Context: MVC web service backed by a SQL DB. Say I have a user relation in my database, and a set of relations that reference it through a chain of FKs. So for example let's say I have the table:
sales_people
car_dealership
cars
where a sales person belongs to a certain car dealership, and so do cars. Sales people should only be able to see cars that belong to their specific dealership. I have a few options here:
I can bake the authorization business logic into the SQL query itself:
SELECT *
FROM cars as c, sales_people AS sp, car_dealerships AS cd
WHERE where c.dealership_id = cd.id
AND sp.dealership_id = cd.id
AND sp.id = ?
AND c.id = ?
assuming the caller has verified that the sales_people id is legit and prevents trivial spoofing of that id, then the query above would prevent a user from getting hold of cars that aren't his. This could probably be extended to an arbitrary # of tables as long as the join isn't too massive.

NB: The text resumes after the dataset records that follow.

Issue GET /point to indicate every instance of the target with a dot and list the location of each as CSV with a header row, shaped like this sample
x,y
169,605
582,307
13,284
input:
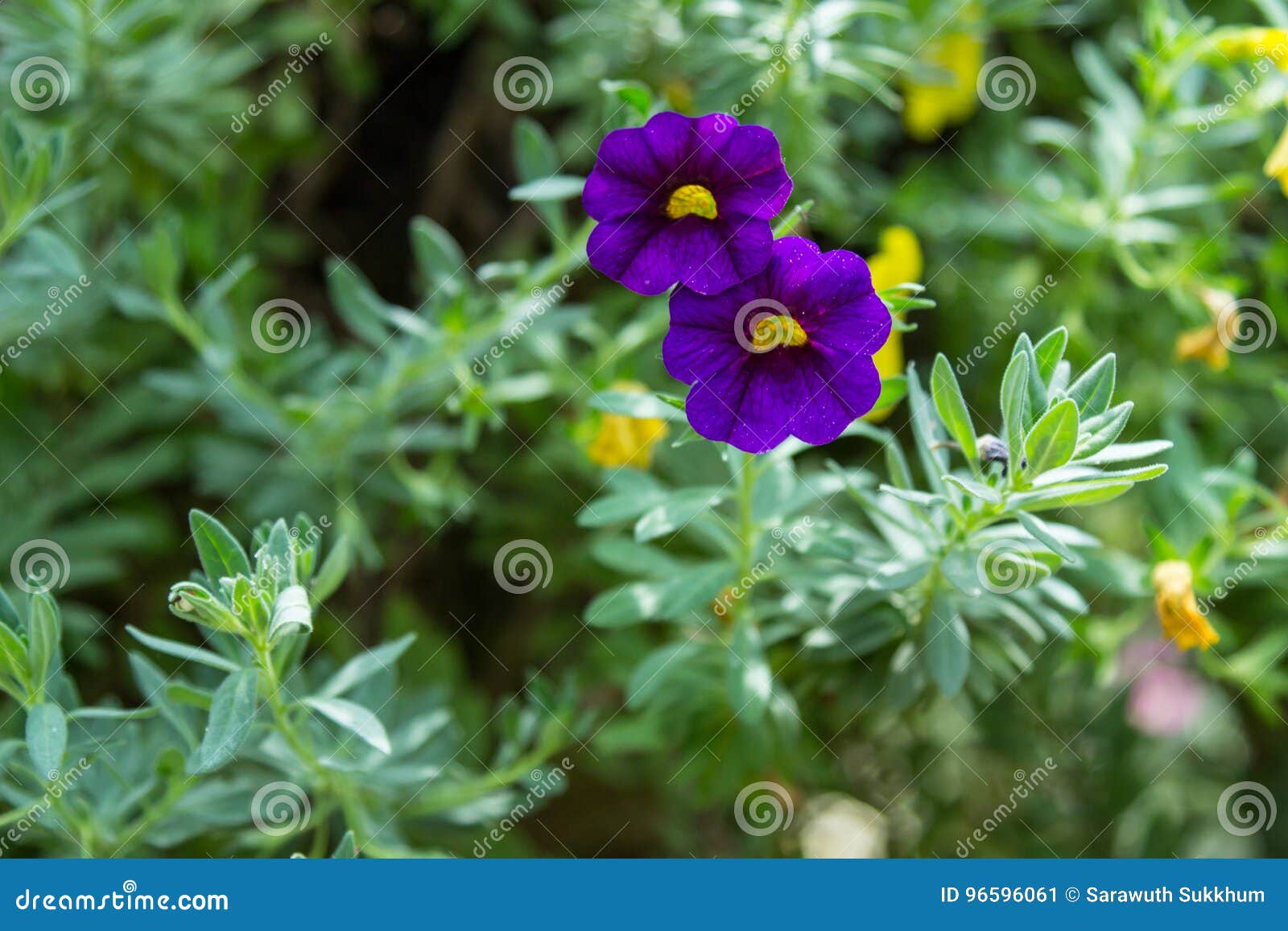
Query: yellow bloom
x,y
929,109
626,441
897,262
1178,609
1256,43
1277,165
1203,344
1208,344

Upside? One single DB call.
Downside?
- the authorization business logic here is very basic. User referenced by one of those tables? Sure, you can pass. However let's say I have to have more complex access rules. It's likely they might simply not be doable with one simple query.
- It's hard to tell if the user requested an unauthorized row OR if the row is authorized but doesn't actually exist, so that makes error reporting tricky. You wouldn't know if you should report a 200 or a 403 (although depending on the type of API you might want to always use 200 in these cases to prevent exposing too much information to an attacker).
The other option I see is to make extra queries before or after the fact to validate the data is indeed accessible to that user. E.g. get list of ids of cars the sales person is authorized to get and THEN perform the query on that subset, or the exact other way around.
The upside is obviously that I can make more calls and run more logic in the business layer and be as sophisticated as I want.
The downside is that I will be generating more DB traffic which could be a deal-breaker depending on how frequent that request is made.
I'm probably missing a few other options here, and I'd love to hear how you've solved the problem before. Is there a better way?